How to Leverage ATT&CKⓇ Evaluations Results + Announcing Our First Ever Community Advisory Board

Ashwin Radhakrishnan
MITRE-Engenuity
Published in
11 min readApr 14, 2022

Introduction

Now that the dust is settling from the results we recently published for the Wizard Spider and Sandworm Enterprise Evaluation round, we wanted to take the opportunity to provide more insight into how to analyze the data we’ve published. Though the emulation and results analysis processes are standardized to minimize variability between each evaluation, each participant can choose portions of the test based on their product’s capabilities. For this scenario, vendors had the option to include or exclude steps involving Linux hosts and had an optional final day of testing related to protections in addition to the base model of detections.

By definition, we are not a product category (EDR, XDR, etc.) evaluation offering. We are a capability (Detections, Protections, etc.) evaluation offering. We help answer the question: what are the end-users getting from these products? Efforts in the market to homogenize our results and plot them over graphs and other visuals are not surprising, but they can be ineffective at making meaningful and actionable conclusions from the raw data. The question still remains: as an end-user who is looking to make purchasing decisions, how do I wade through the interpretations from vendor participants to find the tool that is right for my organization? It is the purpose of this post to answer that question and offer some direct advice towards the end of this post from the team who conducted the Evaluations themselves.

Some Background

As a precursor to making use out of the rest of this blog post, I would suggest reading the following content first:

  1. Dissecting a Detection: An Analysis of ATT&CK Evaluations Data (Sources) Part 1 of 2
  2. Actionable Detections: An Analysis of ATT&CK Evaluations Data Part 2 of 2
  3. Making Sense of ATT&CK Evaluations Data: Who Really Won and How to Avoid Common Pitfalls

Following the framework presented by those pieces should immediately help answer the question posed above, but here we will explore and extend these ideas with more recent context.

ATT&CK Evaluations: Our Philosophy

For the community at large, here are a few guiding principles of our Evaluation:

  1. MITRE Engenuity will never rank vendors in the ATT&CK Evaluations or stack them up against each other because we believe that an in-depth analysis is far more effective than simply looking at “scores” or “rankings.” There is no such thing as a one-size fits all security posture, and that is even more true when constructing a threat-informed defense that is going to actually defend you from any of the adversaries we emulate.
  2. There are no “winners” in the ATT&CK Evaluations, and vendor participants have been given guidance to avoid making such claims to that effect. Our team has extended the courtesy of reviewing content before publishing.
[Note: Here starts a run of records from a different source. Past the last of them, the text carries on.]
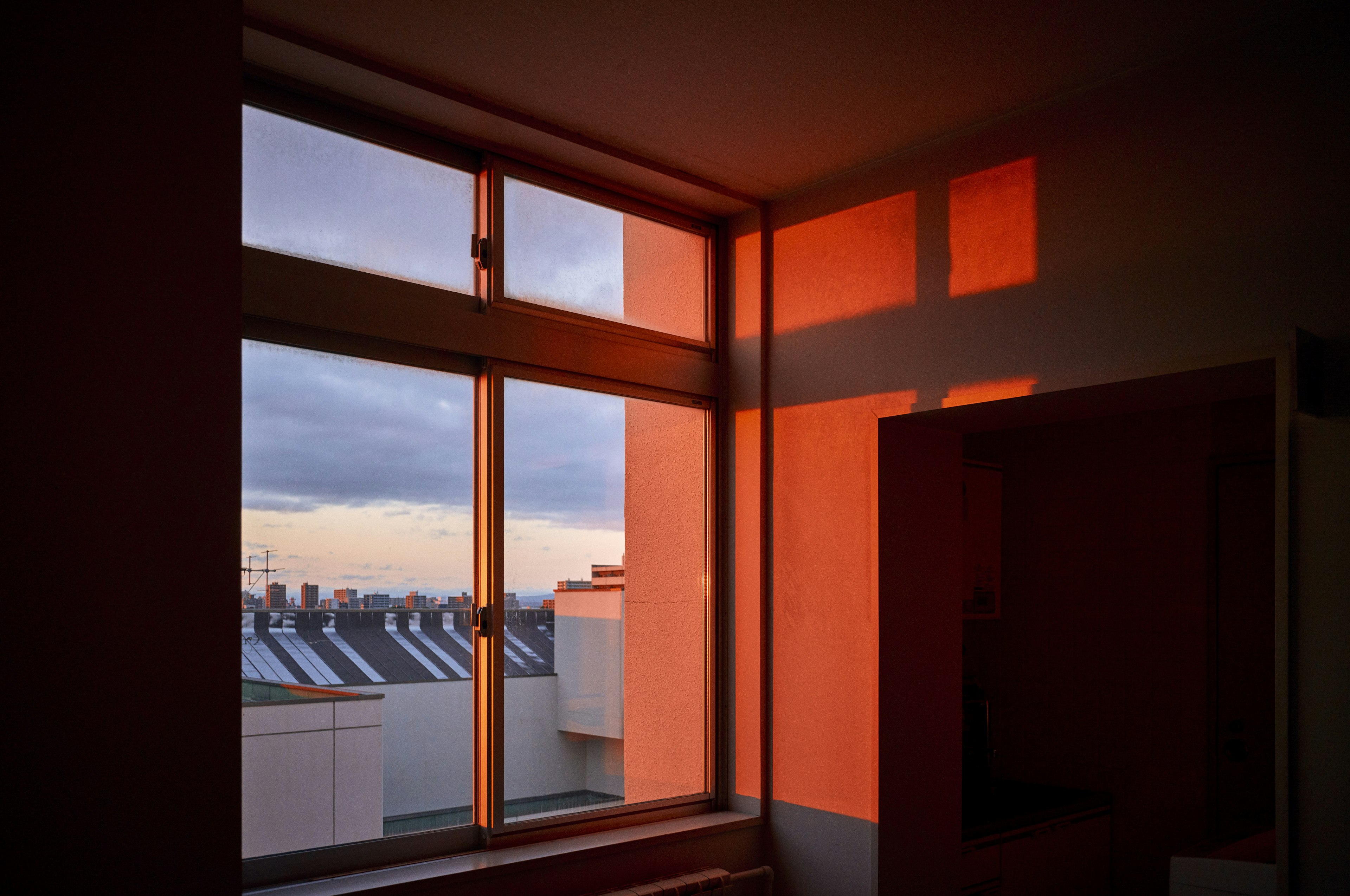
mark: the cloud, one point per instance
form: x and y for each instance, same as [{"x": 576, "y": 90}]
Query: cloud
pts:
[{"x": 324, "y": 430}]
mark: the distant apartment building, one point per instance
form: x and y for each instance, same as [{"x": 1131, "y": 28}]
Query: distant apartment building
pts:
[{"x": 608, "y": 578}]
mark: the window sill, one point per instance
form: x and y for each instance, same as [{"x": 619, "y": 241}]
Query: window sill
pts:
[{"x": 493, "y": 863}]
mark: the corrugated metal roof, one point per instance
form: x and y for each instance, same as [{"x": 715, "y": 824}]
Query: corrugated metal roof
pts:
[{"x": 384, "y": 647}]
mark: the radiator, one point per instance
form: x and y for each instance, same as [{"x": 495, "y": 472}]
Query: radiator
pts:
[{"x": 711, "y": 880}]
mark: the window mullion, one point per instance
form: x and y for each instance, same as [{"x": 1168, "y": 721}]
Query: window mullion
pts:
[
  {"x": 488, "y": 600},
  {"x": 489, "y": 204}
]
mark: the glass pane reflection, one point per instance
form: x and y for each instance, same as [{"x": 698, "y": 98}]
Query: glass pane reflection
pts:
[
  {"x": 582, "y": 257},
  {"x": 319, "y": 195}
]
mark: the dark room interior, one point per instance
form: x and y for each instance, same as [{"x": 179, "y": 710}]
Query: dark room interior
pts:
[{"x": 935, "y": 417}]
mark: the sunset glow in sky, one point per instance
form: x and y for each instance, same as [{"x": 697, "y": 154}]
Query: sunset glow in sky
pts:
[{"x": 358, "y": 474}]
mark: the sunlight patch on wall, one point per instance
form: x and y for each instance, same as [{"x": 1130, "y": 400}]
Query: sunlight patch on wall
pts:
[
  {"x": 991, "y": 228},
  {"x": 846, "y": 265}
]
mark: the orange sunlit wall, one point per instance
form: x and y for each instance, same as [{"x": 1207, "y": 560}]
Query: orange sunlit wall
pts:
[
  {"x": 846, "y": 265},
  {"x": 665, "y": 509},
  {"x": 746, "y": 326},
  {"x": 825, "y": 639},
  {"x": 991, "y": 228}
]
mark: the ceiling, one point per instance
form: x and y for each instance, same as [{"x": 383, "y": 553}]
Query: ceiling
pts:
[{"x": 762, "y": 98}]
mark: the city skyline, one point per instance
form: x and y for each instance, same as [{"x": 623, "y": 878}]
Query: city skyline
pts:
[{"x": 358, "y": 474}]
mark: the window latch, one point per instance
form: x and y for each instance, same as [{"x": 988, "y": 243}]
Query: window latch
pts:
[{"x": 481, "y": 250}]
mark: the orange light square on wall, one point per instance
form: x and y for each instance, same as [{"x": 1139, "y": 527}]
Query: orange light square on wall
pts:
[
  {"x": 991, "y": 228},
  {"x": 846, "y": 265}
]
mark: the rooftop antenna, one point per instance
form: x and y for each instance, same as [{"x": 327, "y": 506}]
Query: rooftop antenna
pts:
[{"x": 265, "y": 573}]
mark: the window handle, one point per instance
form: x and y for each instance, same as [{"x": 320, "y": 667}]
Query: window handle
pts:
[{"x": 481, "y": 250}]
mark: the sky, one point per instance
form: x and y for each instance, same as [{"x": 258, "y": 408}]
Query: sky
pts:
[{"x": 358, "y": 474}]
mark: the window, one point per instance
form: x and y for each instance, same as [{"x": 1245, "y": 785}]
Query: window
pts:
[{"x": 478, "y": 536}]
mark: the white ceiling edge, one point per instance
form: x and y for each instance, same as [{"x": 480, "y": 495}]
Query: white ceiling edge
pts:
[{"x": 403, "y": 99}]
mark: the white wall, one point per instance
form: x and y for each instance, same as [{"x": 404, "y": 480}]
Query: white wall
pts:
[
  {"x": 311, "y": 775},
  {"x": 589, "y": 660},
  {"x": 429, "y": 745},
  {"x": 539, "y": 758},
  {"x": 605, "y": 766}
]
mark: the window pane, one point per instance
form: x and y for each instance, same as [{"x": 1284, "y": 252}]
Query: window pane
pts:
[
  {"x": 605, "y": 606},
  {"x": 319, "y": 195},
  {"x": 586, "y": 258},
  {"x": 355, "y": 650}
]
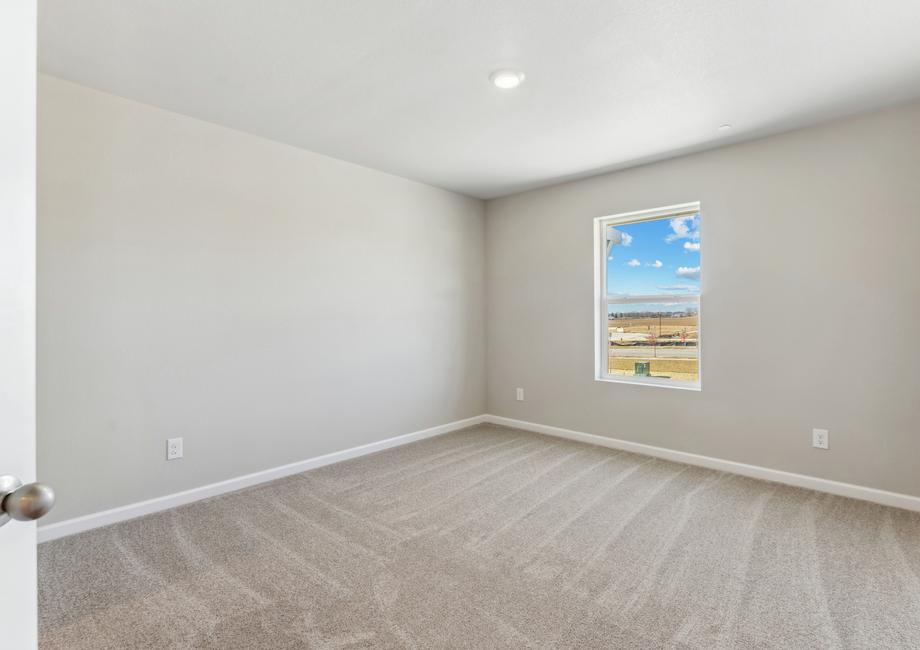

If you happen across an interpretation of the data that implies a “winner” or “ranking,” it has not been endorsed, approved, or confirmed by our team.
  3. We do not encourage “apples to oranges” comparisons of our Evaluations results that compare our Detection and Protection results. Though the emulation and results themselves are structured and non-variable, there are countless nuances that arise from both the opt-in nature of the Evaluation and differences in the various product suites. Aggregating them into a uniform analysis or ranking may be a flawed take, and this is especially true because the Protections Evaluation and participation in Linux were opt-in, and not required by MITRE Engenuity. These delineations are clearly observable in the data we published, and consumers of our data are encouraged to leverage our Vendor Comparison Tool to compare achievements between various vendors.

In the spirit of those guidelines, our team has reiterated the above to specific vendors, especially in cases of messaging that misrepresented the testing and data. Our guidance was for those vendors to remove content from websites, webinars, and other marketing materials. Our intent is to help the cyber community better understand the Evaluation and what the results imply. We want to apologize to the vendors who participated in this test and are dealing with a negative fallout from this marketing hype. We want to also say thank you to the 25+ vendors who followed our guidance and accurately represented their own results.

Some Pointers from the Team That Collected the Data

The reason I joined the Evaluations team at the beginning of this round was twofold. First, I am a MITRE ATT&CK® Framework fanatic. The only way to truly defend against adversaries and protect data and provide for privacy is to formulate a strategic security program that holistically covers all corners of your attack surface. In my opinion, the MITRE ATT&CK Framework is the best way to do that, especially because it exists prevalently throughout features/functionality in security products. Therefore, the Framework works well to translate the operational aspect of security operations to the business problems that provide the funding for those operations. Second, I wanted to be a part of the incredible team responsible for planning, executing, and improving ATT&CK Evaluations. The complexity of running consistent and objective evaluations across 30 vendors is astounding, and the team responsible for conducting the evaluations should be held in the highest regard. They should also be deferred to when looking at results. To use the oldest marketing cliché in the book, don’t take my word for it, here are what the experts say about leveraging the publicly available results.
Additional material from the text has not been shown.